Encontrei uma rodela do pão de Cian pronto para mim em uma pedra quente perto do fogo, junto com uma xícara de chá com mel. Quando comecei meu café da manhã, de repente percebi que elas não estavam apenas rindo histericamente de vez em quando, mas entre as rodadas do jogo elas conversavam de um lado para o outro no que eu sabia ser a língua Yanomami! Nenhuma palavra de português foi dita.
Olhei para Kaitlin e a encontrei olhando para mim com um sorriso em seus lábios, elevei uma sobrancelha e ela deu de ombros voltando a estudar uma folha amarelada sob a lupa.
Capítulo Cinco
De manhã, saímos do lago entrando em um afluente esverdeado, que mais tarde se fundiu a um marrom.

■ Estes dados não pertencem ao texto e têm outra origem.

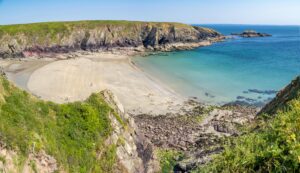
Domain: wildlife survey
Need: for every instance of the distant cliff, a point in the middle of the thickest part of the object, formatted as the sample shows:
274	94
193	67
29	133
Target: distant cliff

No dia seguinte, continuamos remando até chegarmos a um lugar em que o córrego se alargava em um pequeno lago de retenção. A água tranquila era cercada por taboas e enormes vitórias-régias, flores cor-de-rosa no topo de bases translúcidas ondulavam como se perturbadas por algo que se movia embaixo delas, sapos venenosos alaranjados e pretos preenchiam vários lírios, esperando uma refeição se aproximar.